轉錄短音訊檔案

這個頁面說明如何使用同步語音辨識功能,將短音訊檔案轉錄為文字內容。

「同步語音辨識」會在處理短音訊 (低於 ~1 分鐘) 後,立即在回應中傳回辨識出的文字。如要處理長音訊的語音辨識要求,請使用非同步語音辨識

您可以將音訊內容直接傳送至 Cloud Speech-to-Text,它也可以處理已經位於 Google Cloud Storage 中的音訊內容。另請參閱同步語音辨識要求的音訊限制

Speech-to-Text v1 已正式發佈,您可以透過 https://speech.googleapis.com/v1/speech 端點取得此 API。用戶端程式庫是以 Alpha 版的形式發佈,而且可能有不具回溯相容性的變更,因此目前不建議用於實際工作環境。
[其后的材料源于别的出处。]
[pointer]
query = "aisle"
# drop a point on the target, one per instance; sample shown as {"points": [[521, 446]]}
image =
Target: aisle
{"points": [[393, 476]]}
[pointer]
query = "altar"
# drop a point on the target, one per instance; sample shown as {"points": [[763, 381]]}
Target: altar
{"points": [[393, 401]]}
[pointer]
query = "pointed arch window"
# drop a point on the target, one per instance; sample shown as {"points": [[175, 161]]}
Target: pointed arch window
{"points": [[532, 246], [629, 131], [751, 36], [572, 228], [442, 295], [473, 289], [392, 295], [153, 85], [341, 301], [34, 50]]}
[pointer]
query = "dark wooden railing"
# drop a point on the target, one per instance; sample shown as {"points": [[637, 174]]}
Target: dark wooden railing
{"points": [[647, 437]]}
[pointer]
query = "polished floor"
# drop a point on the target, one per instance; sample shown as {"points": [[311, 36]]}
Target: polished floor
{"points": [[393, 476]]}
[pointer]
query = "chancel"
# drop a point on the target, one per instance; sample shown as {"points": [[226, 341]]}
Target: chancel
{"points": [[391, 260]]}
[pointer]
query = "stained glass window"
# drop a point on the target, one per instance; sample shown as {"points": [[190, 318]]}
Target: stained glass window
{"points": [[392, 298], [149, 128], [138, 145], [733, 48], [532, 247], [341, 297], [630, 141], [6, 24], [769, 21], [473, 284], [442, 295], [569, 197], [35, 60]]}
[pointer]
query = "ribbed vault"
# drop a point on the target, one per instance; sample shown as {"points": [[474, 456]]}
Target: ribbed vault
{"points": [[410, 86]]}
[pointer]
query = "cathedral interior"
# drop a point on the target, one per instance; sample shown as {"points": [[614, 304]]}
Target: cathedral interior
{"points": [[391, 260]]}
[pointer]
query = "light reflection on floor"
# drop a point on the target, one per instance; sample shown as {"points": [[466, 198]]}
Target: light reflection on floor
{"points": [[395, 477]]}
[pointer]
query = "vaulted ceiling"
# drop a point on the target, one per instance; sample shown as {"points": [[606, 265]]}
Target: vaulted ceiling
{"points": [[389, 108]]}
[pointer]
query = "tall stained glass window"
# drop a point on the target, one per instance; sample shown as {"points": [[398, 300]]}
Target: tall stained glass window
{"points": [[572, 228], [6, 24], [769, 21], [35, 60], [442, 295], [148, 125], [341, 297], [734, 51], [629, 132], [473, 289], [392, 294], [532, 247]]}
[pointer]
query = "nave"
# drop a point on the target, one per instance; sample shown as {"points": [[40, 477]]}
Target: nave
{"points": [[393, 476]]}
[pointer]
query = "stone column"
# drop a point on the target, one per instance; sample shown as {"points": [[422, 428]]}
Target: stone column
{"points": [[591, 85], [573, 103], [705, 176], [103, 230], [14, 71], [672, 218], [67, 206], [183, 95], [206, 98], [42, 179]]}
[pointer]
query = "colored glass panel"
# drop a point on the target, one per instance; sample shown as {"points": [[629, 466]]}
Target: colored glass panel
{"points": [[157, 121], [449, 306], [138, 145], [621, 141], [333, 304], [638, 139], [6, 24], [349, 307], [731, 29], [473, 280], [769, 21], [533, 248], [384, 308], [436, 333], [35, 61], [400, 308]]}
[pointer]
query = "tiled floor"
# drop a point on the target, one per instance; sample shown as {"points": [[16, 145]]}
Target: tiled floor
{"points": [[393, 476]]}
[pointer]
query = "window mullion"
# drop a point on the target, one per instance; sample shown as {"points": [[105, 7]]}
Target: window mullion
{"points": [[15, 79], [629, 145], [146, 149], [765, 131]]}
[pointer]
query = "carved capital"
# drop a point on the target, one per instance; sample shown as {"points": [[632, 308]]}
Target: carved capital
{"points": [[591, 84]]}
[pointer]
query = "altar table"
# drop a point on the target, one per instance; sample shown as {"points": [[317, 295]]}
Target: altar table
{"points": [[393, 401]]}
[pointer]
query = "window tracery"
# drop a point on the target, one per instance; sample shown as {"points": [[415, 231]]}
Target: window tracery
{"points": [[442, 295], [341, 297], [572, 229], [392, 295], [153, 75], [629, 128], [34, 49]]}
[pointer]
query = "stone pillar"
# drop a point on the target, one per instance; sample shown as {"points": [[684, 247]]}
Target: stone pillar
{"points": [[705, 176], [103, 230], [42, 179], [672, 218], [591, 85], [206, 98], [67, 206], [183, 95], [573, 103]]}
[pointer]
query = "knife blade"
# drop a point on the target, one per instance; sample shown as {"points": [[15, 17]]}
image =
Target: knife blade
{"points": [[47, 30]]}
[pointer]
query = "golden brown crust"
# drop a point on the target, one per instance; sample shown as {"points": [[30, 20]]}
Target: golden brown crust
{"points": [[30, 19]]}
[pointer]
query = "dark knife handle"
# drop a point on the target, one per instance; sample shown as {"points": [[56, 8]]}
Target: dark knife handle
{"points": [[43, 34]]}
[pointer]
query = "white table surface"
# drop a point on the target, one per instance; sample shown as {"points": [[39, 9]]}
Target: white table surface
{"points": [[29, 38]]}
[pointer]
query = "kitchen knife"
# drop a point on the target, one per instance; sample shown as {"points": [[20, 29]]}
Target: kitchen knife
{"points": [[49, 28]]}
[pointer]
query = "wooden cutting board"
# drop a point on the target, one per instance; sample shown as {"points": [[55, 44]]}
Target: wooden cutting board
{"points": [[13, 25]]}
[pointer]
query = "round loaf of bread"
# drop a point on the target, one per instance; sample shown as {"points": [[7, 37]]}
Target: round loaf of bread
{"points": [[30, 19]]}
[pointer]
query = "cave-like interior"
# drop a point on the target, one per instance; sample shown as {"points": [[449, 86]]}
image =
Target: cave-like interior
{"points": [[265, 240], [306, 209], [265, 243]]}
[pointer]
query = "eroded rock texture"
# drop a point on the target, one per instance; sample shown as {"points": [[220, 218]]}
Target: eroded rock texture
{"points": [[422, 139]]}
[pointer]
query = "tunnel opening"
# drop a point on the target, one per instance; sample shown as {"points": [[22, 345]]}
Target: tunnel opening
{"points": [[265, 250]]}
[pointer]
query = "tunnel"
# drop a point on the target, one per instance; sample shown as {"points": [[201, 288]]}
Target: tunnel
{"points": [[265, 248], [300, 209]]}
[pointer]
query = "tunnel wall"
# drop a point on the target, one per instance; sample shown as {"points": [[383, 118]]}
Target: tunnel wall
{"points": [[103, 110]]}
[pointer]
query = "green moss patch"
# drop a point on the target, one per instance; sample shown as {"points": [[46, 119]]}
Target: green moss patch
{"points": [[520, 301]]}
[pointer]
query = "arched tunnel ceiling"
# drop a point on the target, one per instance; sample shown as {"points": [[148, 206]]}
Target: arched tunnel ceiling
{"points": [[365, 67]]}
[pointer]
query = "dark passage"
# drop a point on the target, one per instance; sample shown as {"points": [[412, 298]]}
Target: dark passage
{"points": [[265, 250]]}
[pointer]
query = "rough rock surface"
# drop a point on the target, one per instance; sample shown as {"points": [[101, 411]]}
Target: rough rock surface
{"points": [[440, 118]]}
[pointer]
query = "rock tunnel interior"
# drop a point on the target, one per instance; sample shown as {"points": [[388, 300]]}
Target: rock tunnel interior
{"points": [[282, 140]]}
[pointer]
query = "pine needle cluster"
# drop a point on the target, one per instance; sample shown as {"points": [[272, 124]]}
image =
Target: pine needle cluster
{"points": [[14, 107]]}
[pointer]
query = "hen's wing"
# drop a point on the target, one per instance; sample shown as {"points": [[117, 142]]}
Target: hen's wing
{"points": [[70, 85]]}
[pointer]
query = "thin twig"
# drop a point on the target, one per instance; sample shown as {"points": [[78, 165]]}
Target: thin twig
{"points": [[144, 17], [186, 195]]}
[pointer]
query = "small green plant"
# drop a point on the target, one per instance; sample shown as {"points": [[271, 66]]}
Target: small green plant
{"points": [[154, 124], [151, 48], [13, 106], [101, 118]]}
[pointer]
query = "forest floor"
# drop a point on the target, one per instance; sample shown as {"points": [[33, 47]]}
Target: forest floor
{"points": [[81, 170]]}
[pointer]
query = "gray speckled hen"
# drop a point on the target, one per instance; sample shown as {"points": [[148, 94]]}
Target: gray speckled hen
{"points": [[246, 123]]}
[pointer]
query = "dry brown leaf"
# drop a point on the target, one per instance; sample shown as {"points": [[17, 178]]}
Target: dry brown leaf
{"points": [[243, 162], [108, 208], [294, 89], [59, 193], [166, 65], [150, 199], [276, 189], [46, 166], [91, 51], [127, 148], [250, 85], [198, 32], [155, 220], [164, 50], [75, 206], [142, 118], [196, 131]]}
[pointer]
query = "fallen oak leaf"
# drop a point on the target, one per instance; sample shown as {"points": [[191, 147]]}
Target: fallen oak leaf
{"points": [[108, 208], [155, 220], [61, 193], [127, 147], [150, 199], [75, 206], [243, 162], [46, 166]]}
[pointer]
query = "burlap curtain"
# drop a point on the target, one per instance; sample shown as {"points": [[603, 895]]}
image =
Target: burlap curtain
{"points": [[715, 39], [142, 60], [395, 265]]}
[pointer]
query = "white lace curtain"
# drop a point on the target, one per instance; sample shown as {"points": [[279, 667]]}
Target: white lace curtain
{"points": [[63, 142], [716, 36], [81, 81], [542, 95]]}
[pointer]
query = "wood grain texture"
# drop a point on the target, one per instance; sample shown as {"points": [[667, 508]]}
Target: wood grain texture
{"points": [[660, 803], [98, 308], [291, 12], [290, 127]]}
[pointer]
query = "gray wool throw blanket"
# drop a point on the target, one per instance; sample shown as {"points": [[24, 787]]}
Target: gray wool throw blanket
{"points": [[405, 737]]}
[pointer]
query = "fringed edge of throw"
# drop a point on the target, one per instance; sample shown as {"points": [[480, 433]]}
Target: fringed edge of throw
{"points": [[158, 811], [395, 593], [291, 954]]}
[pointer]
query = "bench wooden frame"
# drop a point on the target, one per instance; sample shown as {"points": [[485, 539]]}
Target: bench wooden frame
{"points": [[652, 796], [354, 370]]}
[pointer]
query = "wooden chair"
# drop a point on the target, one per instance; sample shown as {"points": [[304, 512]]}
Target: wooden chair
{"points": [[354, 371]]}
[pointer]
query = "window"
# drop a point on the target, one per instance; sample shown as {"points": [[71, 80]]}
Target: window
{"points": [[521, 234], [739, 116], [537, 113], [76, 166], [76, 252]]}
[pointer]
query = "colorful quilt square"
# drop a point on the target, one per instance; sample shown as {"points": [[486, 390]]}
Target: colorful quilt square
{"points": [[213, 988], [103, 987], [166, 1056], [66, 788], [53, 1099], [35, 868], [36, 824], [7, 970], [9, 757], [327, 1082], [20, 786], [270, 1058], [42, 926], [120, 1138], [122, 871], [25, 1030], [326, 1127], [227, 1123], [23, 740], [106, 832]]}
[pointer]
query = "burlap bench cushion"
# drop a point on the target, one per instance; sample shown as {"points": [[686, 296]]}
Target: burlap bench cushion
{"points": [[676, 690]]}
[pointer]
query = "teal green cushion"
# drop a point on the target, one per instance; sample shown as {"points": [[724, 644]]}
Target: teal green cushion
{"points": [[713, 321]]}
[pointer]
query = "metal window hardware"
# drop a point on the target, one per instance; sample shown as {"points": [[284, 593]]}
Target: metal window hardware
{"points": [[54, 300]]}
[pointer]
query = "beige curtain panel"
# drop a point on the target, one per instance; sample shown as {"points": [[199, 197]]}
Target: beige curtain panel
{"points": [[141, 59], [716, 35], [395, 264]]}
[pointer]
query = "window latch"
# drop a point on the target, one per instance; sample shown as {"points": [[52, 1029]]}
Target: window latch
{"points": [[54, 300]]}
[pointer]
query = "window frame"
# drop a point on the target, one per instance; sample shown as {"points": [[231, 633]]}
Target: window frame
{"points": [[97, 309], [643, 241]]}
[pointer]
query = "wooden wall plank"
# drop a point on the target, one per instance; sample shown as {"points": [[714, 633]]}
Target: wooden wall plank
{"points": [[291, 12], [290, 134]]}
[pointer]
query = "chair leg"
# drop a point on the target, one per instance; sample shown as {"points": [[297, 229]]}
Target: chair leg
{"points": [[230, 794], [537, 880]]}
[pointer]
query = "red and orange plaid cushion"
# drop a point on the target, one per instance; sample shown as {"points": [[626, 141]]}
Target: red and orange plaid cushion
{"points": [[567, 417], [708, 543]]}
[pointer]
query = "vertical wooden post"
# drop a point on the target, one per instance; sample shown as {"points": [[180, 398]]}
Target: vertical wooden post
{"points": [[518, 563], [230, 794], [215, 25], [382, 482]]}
參考這些範例之前,您必須先設定 gcloud,並建立及啟用服務帳戶。如需設定 gcloud,以及建立及啟用服務帳戶的資訊,請參閱快速入門

對本機檔案執行同步語音辨識

以下是對本機音訊檔案執行同步語音辨識的範例:

通訊協定

如要瞭解完整的詳細資訊,請參閱 speech:recognize API 端點。

如要執行同步語音辨識,請提出 POST 要求並提供適當的要求內容。以下為使用 curlPOST 要求範例。範例中使用的存取憑證,屬於使用 Google Cloud Platform Cloud SDK 建立的專案服務帳戶。如需安裝 Cloud SDK、使用服務帳戶建立專案,以及取得存取憑證的操作說明,請參閱快速入門

curl -X POST \
     -H "Authorization: Bearer "$(gcloud auth application-default print-access-token) \
     -H "Content-Type: application/json; charset=utf-8" \
     --data "{
  'config': {
    'encoding': 'LINEAR16',
    'sampleRateHertz': 16000,
    'languageCode': 'en-US',
    'enableWordTimeOffsets': false
  },
  'audio': {
    'content': '/9j/7QBEUGhvdG9zaG9...base64-encoded-audio-content...fXNWzvDEeYxxxzj/Coa6Bax//Z'
  }
}" "https://speech.googleapis.com/v1/speech:recognize"
  

如需設定要求內容的更多資訊,請參閱 RecognitionConfig 參考說明文件。

要求內容中提供的音訊內容已採用 base64 編碼。 如要進一步瞭解如何以 base64 編碼音訊,請參閱 Base64 編碼音訊內容。如要進一步瞭解 content 欄位,請參閱 RecognitionAudio

如果要求成功,伺服器會傳回 200 OK HTTP 狀態碼與 JSON 格式的回應:

{
  "results": [
    {
      "alternatives": [
        {
          "transcript": "how old is the Brooklyn Bridge",
          "confidence": 0.98267895
        }
      ]
    }
  ]
}

GCLOUD 指令

如要瞭解完整的詳細資訊,請參閱 recognize 指令。

如要對本機檔案執行語音辨識,請使用 gcloud 指令列工具,傳入要執行語音辨識之目標檔案的本機檔案路徑。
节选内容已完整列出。